Douhaibi cree que hay mucho por aprender de activistas abolicionistas referentes –como Ruth Wilson Gilmore, Angela Davis, Mariame Kaba o Derecka Purnell. “Sí que se puede abolir, con una transformación social, política y económica de base”, y no sólo conformarse con cambiar las funciones o las formas policiales. En este sentido, se puede hacer la pregunta al revés: ¿es posible desmontar las estructuras de opresión sin abolir los cuerpos policiales? Mirándolo a la inversa, pues, si se habla de transformar radicalmente el sistema, quizás en el fondo se está hablando de construir un futuro sin policía.

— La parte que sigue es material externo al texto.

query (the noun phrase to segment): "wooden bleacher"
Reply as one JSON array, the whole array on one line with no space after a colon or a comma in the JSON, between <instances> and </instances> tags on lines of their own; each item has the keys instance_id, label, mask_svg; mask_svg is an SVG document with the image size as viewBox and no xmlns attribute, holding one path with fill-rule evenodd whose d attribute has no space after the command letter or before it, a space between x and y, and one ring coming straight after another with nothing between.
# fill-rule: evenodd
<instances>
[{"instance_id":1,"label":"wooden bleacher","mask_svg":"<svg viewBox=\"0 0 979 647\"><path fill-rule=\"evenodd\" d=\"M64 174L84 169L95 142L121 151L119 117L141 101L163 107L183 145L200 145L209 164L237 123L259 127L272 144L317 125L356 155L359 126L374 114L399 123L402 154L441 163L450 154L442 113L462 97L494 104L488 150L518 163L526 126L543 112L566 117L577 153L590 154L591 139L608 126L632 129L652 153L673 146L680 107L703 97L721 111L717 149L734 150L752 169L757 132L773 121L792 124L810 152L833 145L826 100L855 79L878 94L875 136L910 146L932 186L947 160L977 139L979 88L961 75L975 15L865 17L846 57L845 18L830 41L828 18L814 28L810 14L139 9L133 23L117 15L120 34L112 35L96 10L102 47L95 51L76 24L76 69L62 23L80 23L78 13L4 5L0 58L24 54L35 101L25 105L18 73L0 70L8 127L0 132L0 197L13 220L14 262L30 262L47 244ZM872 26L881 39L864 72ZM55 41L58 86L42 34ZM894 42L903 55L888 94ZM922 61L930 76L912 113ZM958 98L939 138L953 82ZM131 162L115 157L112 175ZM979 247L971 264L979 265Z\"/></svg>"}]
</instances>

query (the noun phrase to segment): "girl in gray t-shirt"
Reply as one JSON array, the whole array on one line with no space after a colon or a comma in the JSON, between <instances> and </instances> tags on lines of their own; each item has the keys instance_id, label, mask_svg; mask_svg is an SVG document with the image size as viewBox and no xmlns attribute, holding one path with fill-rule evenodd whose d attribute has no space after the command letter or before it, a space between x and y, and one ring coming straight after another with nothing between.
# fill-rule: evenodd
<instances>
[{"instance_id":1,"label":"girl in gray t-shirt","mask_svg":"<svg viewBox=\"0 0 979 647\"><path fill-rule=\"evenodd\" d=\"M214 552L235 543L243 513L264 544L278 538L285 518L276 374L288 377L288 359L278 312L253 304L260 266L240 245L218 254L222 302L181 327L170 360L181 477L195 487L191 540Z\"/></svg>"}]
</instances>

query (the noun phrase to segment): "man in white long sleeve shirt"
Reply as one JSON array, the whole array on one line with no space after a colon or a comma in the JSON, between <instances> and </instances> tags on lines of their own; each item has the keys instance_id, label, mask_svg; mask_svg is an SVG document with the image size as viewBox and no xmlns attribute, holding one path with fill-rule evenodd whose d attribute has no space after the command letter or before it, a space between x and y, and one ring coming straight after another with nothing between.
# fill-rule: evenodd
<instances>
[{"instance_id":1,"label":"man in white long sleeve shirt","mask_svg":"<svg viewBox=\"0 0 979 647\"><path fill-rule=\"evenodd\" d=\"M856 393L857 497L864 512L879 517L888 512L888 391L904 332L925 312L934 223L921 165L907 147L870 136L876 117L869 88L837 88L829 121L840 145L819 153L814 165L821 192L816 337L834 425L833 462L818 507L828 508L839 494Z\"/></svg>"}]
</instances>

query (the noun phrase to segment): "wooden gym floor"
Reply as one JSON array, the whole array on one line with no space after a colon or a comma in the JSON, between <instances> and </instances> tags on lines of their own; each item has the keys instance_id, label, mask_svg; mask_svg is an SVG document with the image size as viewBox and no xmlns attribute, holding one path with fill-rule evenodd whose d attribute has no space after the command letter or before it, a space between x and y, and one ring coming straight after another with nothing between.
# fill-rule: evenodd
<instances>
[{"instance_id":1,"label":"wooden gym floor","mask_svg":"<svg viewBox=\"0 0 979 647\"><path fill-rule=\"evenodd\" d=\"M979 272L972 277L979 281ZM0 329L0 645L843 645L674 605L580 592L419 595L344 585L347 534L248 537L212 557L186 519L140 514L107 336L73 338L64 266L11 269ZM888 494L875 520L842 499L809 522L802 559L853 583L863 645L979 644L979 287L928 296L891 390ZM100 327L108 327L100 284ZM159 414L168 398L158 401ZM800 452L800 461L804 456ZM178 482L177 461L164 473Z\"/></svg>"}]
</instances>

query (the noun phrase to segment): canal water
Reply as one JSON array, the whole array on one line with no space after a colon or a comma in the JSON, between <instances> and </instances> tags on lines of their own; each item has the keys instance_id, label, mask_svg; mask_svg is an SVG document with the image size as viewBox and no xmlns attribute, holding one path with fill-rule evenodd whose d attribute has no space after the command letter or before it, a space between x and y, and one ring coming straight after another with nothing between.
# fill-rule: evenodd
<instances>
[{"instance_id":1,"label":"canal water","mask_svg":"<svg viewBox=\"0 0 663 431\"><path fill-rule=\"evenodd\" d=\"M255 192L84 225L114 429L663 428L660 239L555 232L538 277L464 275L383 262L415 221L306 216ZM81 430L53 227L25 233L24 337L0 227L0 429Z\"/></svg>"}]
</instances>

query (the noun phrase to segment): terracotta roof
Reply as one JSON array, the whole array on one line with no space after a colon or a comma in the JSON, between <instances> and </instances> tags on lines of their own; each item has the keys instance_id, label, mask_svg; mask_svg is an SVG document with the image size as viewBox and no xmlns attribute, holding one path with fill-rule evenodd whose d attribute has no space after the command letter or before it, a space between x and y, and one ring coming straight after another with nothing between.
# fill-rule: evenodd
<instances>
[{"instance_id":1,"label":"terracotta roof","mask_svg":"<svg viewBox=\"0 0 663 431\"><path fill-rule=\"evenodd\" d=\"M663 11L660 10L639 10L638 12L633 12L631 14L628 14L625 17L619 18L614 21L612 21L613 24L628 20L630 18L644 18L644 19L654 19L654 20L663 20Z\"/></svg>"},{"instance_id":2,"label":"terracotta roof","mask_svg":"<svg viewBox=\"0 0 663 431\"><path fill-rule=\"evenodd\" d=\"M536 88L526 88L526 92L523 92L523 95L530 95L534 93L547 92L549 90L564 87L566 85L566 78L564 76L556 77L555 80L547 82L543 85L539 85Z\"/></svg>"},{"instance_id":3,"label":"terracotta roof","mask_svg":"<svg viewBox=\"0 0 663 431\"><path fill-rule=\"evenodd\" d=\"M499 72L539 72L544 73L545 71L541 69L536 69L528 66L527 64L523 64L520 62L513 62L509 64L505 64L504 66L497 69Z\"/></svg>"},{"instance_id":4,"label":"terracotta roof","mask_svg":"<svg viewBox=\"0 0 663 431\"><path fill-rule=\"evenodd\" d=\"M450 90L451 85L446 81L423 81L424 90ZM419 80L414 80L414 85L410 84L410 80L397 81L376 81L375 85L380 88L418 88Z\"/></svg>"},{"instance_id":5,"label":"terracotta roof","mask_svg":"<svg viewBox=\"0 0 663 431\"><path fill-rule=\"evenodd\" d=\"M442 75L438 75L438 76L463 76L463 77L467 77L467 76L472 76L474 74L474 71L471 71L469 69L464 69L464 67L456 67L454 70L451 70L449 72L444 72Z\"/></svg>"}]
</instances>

Del colonialismo y la represión urbana, a Hollywood

La institución de la policía occidental arranca al amparo de los estados-nación y las grandes ciudades modernas, enraizada en el colonialismo y el auge del nuevo orden mundial del capitalismo industrial. Se crea como un cuerpo armado diferenciado del ejército para ejercer control social urbano. Los territorios colonizados fueron laboratorio de pruebas en los que aplicar técnicas y políticas represivas que después se han importado al Norte global. Alex Vitale, en el libro El fin de la policía (Capitán Swing, 2021), sitúa el origen del cuerpo policial anglosajón en la ocupación británica de Irlanda, con leyes persecutorias contra la vagancia que recuerdan a las legislaciones españolas para criminalizar al pueblo gitano o la Ley de Vagos y Maleantes de la Segunda República, reciclada por el franquismo como ley sobre peligrosidad y rehabilitación social. En Estados Unidos, la policía arranca persiguiendo a la población negra esclavizada que huía de las plantaciones y controlando al incipiente movimiento obrero. Los cuerpos policiales españoles actuales se refundan en la Transición. Al inicio de la democracia se hace un trasvase directo de agentes y mandos: la Guardia Civil dejó de ser cuerpo militar y el Cuerpo Nacional de Policía fue heredero de la Policía Nacional franquista. Cambios de nomenclatura y de uniformes, pero, “a la práctica no hubo ninguna ruptura”, constata Gonzalo Gárate. Durante estos 42 años, los efectivos traspasados han formado parte activa de los cuerpos policiales. Para Vincent Wong, profesor de derecho de la Universidad de Toronto, la policía “es una institución global”, una red supranacional que comparte información. Por ejemplo, Mossos de Esquadra se han formado con el Mossad israelí y, a su vez, han formado la policía chilena; o la Guàrdia Urbana de Barcelona ha entrenado con el Departamento de la Policía de Nueva York. Hay una fuerte influencia estadounidense, que ha marcado el camino hacia la militarización y la tecnificación de los cuerpos policiales –profundizada con el mal llamado armamento “no letal”–; la fuerte escalada de violencia en las fronteras, con la policía como punta de lanza de las políticas migratorias; la ampliación de la represión y persecución contra movimientos sociales; la guerra contra las drogas transnacional; y, finalmente, no se puede menospreciarla influencia cultural, ya que Hollywood y la maquinaria audiovisual televisiva han construido un imaginario canónico globalizado”.